Мы вышли из трамвая, и папка стал разглядывать меня под фонарем.
— Как ты ходишь? — сказал он. — У тебя ноги болят?
— А что? Ничего у меня не болит.
— Тогда почему ты боишься наступить? Прямо видно, как ты переносишь вес с одной ноги на другую. Может, гвоздь у тебя в ботинке?

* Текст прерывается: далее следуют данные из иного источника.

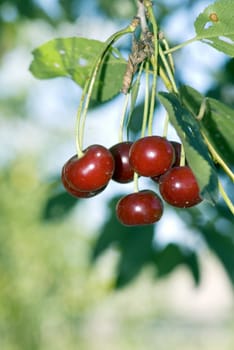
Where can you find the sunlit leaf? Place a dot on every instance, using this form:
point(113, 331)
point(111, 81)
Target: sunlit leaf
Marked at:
point(217, 233)
point(218, 121)
point(215, 26)
point(74, 58)
point(196, 150)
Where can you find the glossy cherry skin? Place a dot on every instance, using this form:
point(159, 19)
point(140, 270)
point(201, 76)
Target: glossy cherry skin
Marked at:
point(77, 193)
point(177, 149)
point(92, 171)
point(179, 187)
point(123, 172)
point(140, 208)
point(151, 156)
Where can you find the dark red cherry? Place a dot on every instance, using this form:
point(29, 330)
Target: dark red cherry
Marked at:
point(179, 187)
point(139, 208)
point(92, 171)
point(123, 171)
point(151, 156)
point(77, 193)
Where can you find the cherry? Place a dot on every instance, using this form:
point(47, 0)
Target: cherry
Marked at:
point(151, 156)
point(77, 193)
point(139, 208)
point(179, 187)
point(92, 171)
point(123, 171)
point(177, 149)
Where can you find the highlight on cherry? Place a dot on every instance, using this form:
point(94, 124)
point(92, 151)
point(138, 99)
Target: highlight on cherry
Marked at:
point(183, 172)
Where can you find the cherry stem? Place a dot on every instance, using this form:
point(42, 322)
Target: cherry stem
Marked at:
point(123, 117)
point(165, 126)
point(78, 120)
point(226, 198)
point(180, 46)
point(88, 89)
point(166, 45)
point(146, 101)
point(154, 61)
point(182, 156)
point(135, 94)
point(136, 182)
point(168, 69)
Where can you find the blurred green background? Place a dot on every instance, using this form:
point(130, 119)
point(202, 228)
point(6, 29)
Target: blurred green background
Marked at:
point(51, 296)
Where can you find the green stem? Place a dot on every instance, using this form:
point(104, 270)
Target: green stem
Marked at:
point(182, 156)
point(226, 198)
point(180, 46)
point(217, 157)
point(135, 181)
point(78, 120)
point(165, 127)
point(154, 61)
point(146, 101)
point(83, 107)
point(168, 70)
point(123, 117)
point(165, 79)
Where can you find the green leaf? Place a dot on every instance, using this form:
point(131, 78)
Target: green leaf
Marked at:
point(197, 154)
point(217, 231)
point(172, 256)
point(218, 122)
point(215, 26)
point(74, 58)
point(135, 245)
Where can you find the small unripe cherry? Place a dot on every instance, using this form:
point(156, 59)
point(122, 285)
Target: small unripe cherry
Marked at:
point(139, 208)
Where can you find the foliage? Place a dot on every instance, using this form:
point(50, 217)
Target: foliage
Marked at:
point(203, 124)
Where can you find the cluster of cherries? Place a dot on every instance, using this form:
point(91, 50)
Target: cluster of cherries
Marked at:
point(150, 156)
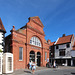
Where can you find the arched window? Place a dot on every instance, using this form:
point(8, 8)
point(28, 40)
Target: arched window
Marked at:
point(35, 41)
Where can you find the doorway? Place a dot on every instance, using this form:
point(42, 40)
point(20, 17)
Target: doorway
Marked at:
point(38, 59)
point(32, 56)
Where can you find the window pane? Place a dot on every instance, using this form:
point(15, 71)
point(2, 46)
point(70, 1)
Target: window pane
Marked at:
point(35, 41)
point(20, 53)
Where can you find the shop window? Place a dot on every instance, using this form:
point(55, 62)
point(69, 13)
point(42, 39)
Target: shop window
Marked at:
point(62, 52)
point(68, 45)
point(20, 53)
point(35, 41)
point(57, 47)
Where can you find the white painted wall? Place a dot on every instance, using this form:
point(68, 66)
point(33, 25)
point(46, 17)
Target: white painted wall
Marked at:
point(1, 40)
point(67, 51)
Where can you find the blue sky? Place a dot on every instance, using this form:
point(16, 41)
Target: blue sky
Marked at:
point(57, 16)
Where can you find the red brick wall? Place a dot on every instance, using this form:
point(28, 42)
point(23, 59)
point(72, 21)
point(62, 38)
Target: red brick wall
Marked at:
point(22, 38)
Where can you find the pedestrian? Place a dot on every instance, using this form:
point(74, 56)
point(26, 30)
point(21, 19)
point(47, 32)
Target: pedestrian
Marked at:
point(33, 67)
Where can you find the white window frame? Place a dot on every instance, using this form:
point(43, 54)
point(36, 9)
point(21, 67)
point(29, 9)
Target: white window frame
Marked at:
point(35, 41)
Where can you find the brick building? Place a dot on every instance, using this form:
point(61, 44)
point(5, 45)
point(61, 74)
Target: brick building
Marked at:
point(2, 35)
point(28, 43)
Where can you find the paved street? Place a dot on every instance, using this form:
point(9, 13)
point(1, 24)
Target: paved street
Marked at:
point(58, 71)
point(47, 71)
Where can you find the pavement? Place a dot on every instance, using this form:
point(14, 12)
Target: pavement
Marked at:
point(45, 71)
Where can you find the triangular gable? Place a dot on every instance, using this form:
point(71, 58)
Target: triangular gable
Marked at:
point(36, 20)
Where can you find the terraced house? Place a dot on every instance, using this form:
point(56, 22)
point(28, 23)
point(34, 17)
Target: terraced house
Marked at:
point(2, 35)
point(64, 49)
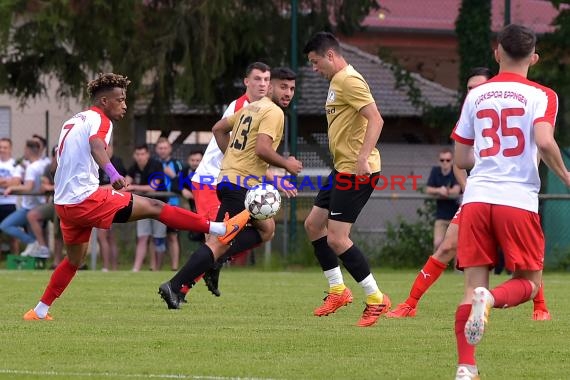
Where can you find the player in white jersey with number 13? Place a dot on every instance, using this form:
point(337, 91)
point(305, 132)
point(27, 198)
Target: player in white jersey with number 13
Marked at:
point(508, 121)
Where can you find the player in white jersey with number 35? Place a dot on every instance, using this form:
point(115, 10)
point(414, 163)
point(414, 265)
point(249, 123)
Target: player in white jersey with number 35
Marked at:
point(81, 204)
point(508, 121)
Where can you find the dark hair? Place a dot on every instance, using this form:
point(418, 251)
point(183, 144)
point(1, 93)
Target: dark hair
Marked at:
point(105, 82)
point(263, 67)
point(480, 71)
point(321, 42)
point(42, 140)
point(283, 73)
point(517, 41)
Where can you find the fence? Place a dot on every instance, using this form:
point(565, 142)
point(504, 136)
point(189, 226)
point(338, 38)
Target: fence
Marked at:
point(384, 212)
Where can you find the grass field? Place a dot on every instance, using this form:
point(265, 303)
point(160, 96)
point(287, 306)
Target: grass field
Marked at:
point(115, 326)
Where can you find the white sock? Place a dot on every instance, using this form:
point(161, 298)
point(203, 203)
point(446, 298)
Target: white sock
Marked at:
point(217, 228)
point(369, 285)
point(334, 276)
point(41, 310)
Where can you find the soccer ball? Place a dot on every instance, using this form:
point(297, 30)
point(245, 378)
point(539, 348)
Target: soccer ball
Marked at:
point(262, 201)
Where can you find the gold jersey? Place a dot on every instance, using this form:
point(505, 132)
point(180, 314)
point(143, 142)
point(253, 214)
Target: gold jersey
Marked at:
point(241, 165)
point(348, 93)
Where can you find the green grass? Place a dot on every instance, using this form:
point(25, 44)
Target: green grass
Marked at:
point(115, 326)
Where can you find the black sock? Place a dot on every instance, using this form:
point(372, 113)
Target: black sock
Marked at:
point(248, 238)
point(198, 263)
point(325, 255)
point(355, 263)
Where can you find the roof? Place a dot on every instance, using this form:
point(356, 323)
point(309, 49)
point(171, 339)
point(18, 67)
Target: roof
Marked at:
point(440, 15)
point(391, 101)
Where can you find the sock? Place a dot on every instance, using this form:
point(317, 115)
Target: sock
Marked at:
point(465, 351)
point(180, 219)
point(539, 301)
point(334, 277)
point(429, 274)
point(60, 279)
point(324, 254)
point(512, 293)
point(41, 310)
point(197, 264)
point(373, 295)
point(355, 263)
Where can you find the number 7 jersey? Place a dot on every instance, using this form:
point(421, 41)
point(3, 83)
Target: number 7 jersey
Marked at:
point(498, 118)
point(77, 174)
point(240, 162)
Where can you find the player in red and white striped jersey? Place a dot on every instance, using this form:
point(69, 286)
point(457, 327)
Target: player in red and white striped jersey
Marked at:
point(81, 204)
point(506, 122)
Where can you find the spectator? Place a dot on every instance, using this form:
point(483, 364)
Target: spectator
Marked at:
point(9, 176)
point(13, 224)
point(40, 215)
point(171, 168)
point(139, 177)
point(106, 238)
point(443, 185)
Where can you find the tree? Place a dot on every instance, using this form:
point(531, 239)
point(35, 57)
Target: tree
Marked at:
point(193, 50)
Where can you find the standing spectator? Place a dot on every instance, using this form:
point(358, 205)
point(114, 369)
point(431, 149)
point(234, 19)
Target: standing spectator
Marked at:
point(39, 215)
point(10, 175)
point(171, 168)
point(443, 185)
point(14, 223)
point(106, 238)
point(139, 177)
point(354, 127)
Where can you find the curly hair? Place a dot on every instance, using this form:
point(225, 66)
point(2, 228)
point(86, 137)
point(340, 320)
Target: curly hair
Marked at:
point(106, 81)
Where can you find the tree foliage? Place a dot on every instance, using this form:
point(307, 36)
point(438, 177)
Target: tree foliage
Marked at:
point(473, 29)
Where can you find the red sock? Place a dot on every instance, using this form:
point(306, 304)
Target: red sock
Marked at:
point(512, 293)
point(427, 276)
point(465, 351)
point(539, 301)
point(180, 219)
point(60, 278)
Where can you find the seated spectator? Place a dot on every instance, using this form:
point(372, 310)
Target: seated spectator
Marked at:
point(106, 238)
point(9, 176)
point(40, 215)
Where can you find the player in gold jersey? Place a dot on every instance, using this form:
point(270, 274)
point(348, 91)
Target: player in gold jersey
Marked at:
point(354, 126)
point(257, 131)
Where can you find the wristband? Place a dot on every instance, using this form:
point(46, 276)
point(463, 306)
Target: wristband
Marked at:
point(110, 170)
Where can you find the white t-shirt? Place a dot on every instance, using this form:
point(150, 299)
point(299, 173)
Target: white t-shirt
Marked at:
point(34, 172)
point(8, 169)
point(209, 168)
point(77, 174)
point(498, 117)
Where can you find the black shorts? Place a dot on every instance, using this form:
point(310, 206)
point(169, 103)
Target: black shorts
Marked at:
point(232, 200)
point(346, 196)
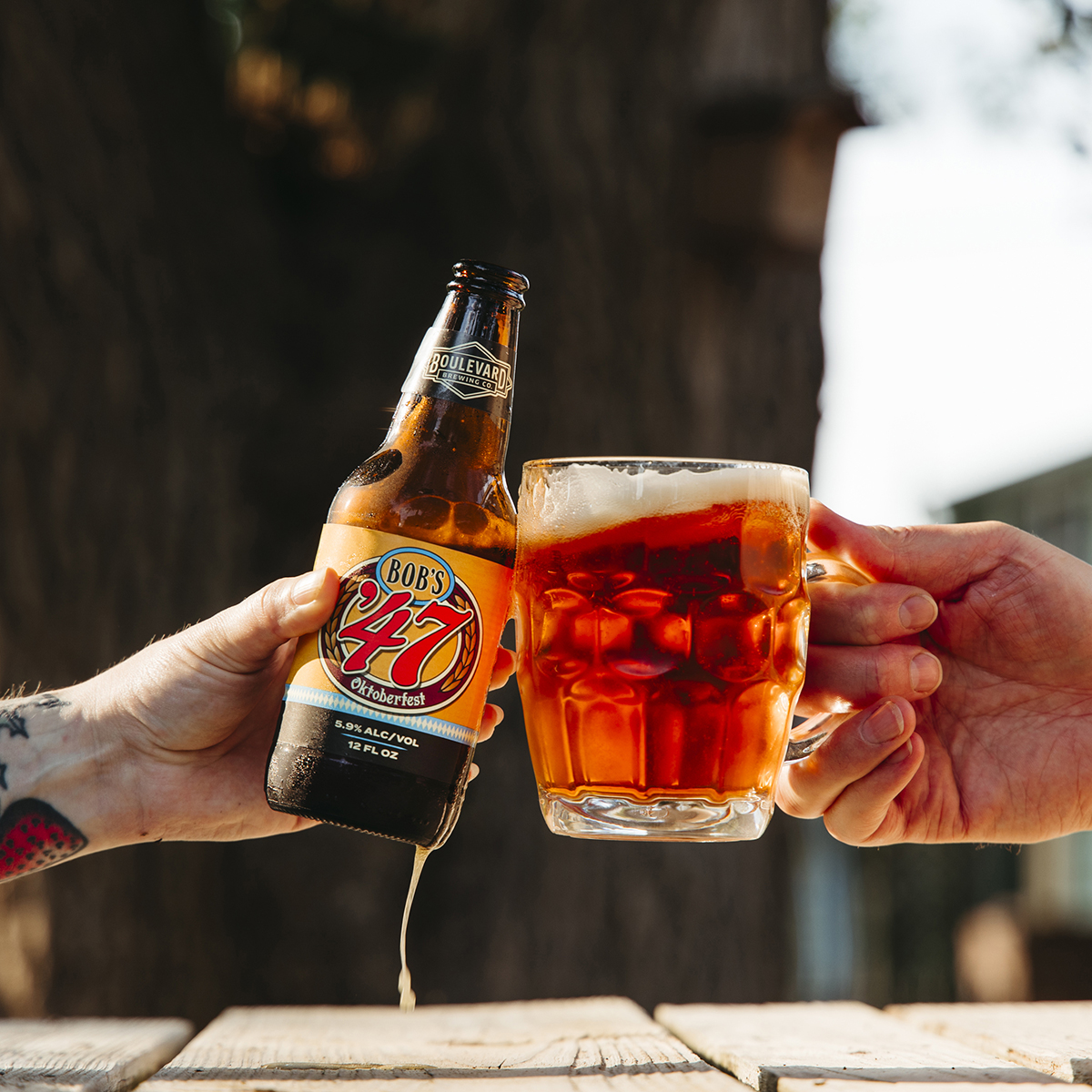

Господи, чего только не выдумает!
— А плечи выдвигаешь вперед, словно у тебя сломана ключица. Слушай, ты об дерево там не треснулась? Ведь ты не ходишь, а вся извиваешься, будто у тебя ни одной косточки целой!
— Я хожу нормально, — отрезала я и зашагала вперед.
Знаю, ему не нравится, что я теперь не топаю как слон и не размахиваю руками, как в восемь лет. Теперь я хожу стройно. Ступаю сначала на носок и потом опускаю всю ступню, как вычитала в «Человеке». Надо только привыкнуть, тогда уже само пойдет. Как твист или любой другой танец. А отец — не треснулась ли я об дерево! Ох, трудно с ним! Но не нужно обращать внимания.
Дома было чудесно. Я и не знала, что у нас такая прекрасная квартира. Я зажгла все лампочки и еще в лыжных ботинках прошлась по комнатам. Потом погасила большой свет и прошлась еще раз при уютном ночном освещении. Бабушка стонала, что я натащу грязи, но мама заманила ее в кухню. Я уселась в кресло и начала читать газеты. В «Смене» был репортаж о свихнувшихся девчатах, но мне не дали его дочитать. Позвали ужинать. В полночь — ужинать! Но раз дали омлет, я его съела.
Потом в ванную. Бабушка полезла за мной под предлогом, что я не вымоюсь как следует, а постель чистая. Знаем, знаем! На самом деле будет охать да охать, что у меня все ребра пересчитать можно еще лучше, чем прежде, а потом станет требовать, чтоб меня больше никуда не пускали.
— Слушай, бабушка, — сказала я тихо, но довольно угрожающим тоном. — Не знаю, как бы тебе понравилось, если бы я лезла к тебе в ванную!
Не переношу этого. Что ей меня разглядывать? Я, еще когда в шестом классе была, один раз папку водой окатила. Он нечаянно зашел в ванную, когда я купалась. Вернулся с работы и хотел руки вымыть. Очки у него вспотели, так что он и не подозревал, что в ванной дочка. А я, на беду, играла ведерком. Зачерпнула воды — и хлесть ему на костюм! Ну и рассердился он тогда! Говорит: «Думаешь, не видел я голых детей? Я и тебя не раз из мокрых пеленок вынимал! Просто ты из кожи выпрыгнуть хочешь, вот и все!»